El Gobierno, por ejemplo, podría ir reorientando paulatinamente a las familias campesinas que forman buena parte de las 700.000 beneficiarias del programa Juntos a Chacra Emprendedora, otro programa del Midis que ayuda a instalar reservorios familiares, riego por aspersión y otras tecnologías que les permiten a las personas obtener ingresos por sus propios medios y emanciparse de esa manera de la ayuda monetaria y alimenticia del Estado. De la misma manera, en la sierra Qali Warma podría ir siendo sustituido progresivamente por las “escuelas productoras” que ya ha desarrollado el programa Sierra Productiva y que no solo enseñan las antes mencionadas tecnologías a los alumnos y padres de familia, sino que producen alimentos que los alumnos podrían comenzar a consumir en lugar de los otorgados por Qali Warma.

Lo que no podemos hacer es seguir concentrándonos en un tipo de ayuda que, en el mejor de los casos, es miope y, en el peor, hipócrita: la que deja a sus beneficiarios permanentemente en las manos de quienes los ayudan –y, de paso, a la democracia en las de los políticos que mejor sepan explotar el clientelismo–. La única verdadera ayuda es la que apunta a dejar a quien la recibe libre de la necesidad de seguirla recibiendo. Es decir, la que busca empoderar e independizar, no la que fomenta la dependencia y a veces socava también el espíritu de superación personal. Esta última “ayuda” solo puede ayudar a quien la da –para, por ejemplo, captar votos–.

Incluso desde el punto de vista fiscal, por lo demás, hacen mucho más sentido los programas productivos que los asistencialistas. Al fin y al cabo, en ellos la inversión estatal se hace un número fijo de veces y de allí en adelante la familia genera sus propios ingresos, no teniendo que regresar el Estado todos los meses y años a entregar dinero o alimentos, en una rueda sin fin y muchas veces retroalimentada.

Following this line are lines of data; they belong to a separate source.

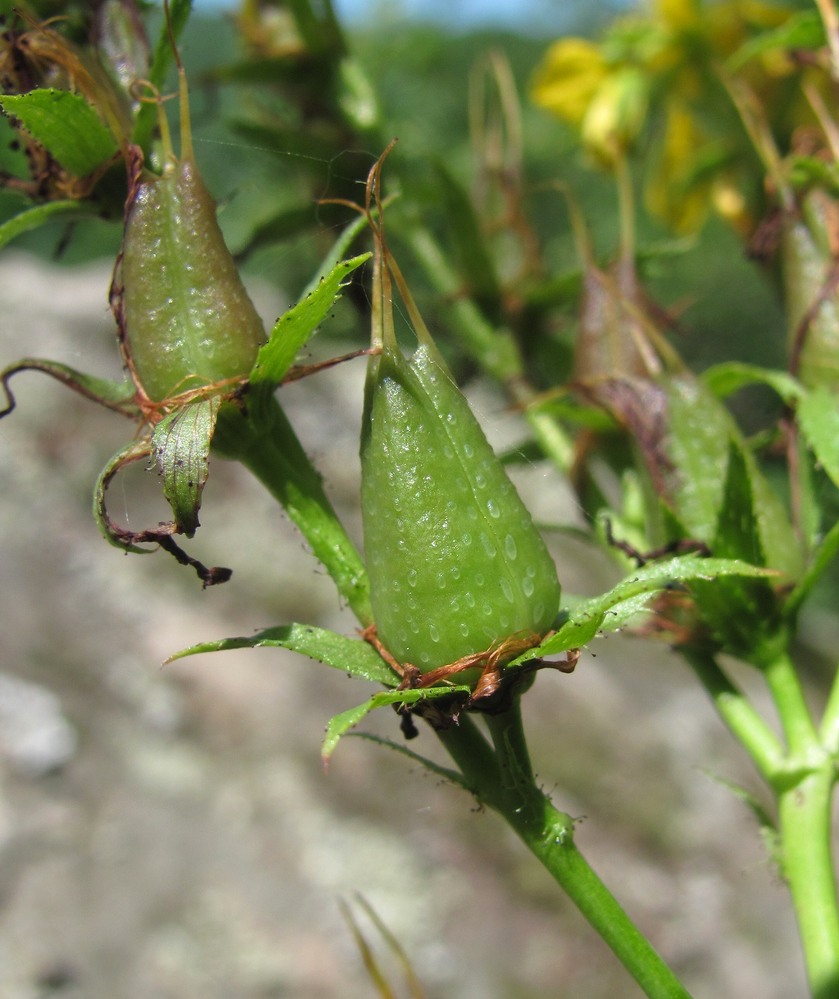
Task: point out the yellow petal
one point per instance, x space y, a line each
671 192
568 78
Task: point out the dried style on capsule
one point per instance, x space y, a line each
455 562
185 318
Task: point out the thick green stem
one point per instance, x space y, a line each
804 811
502 779
264 442
738 713
788 696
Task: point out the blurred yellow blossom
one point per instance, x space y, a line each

El presidente ha dicho que la política social es la niña de sus ojos. Pues bien, si se convenciese de lo antes dicho y se ocupase de que su gobierno lleve a los más pobres, más que donaciones, instrumentos para potenciar su independencia, su emprendimiento y su sentido de dignidad, acaso descubriría que esa niña puede ser todavía más bonita de lo que él imaginó. Después de todo, existen pocas visiones más hermosas que las de una liberación.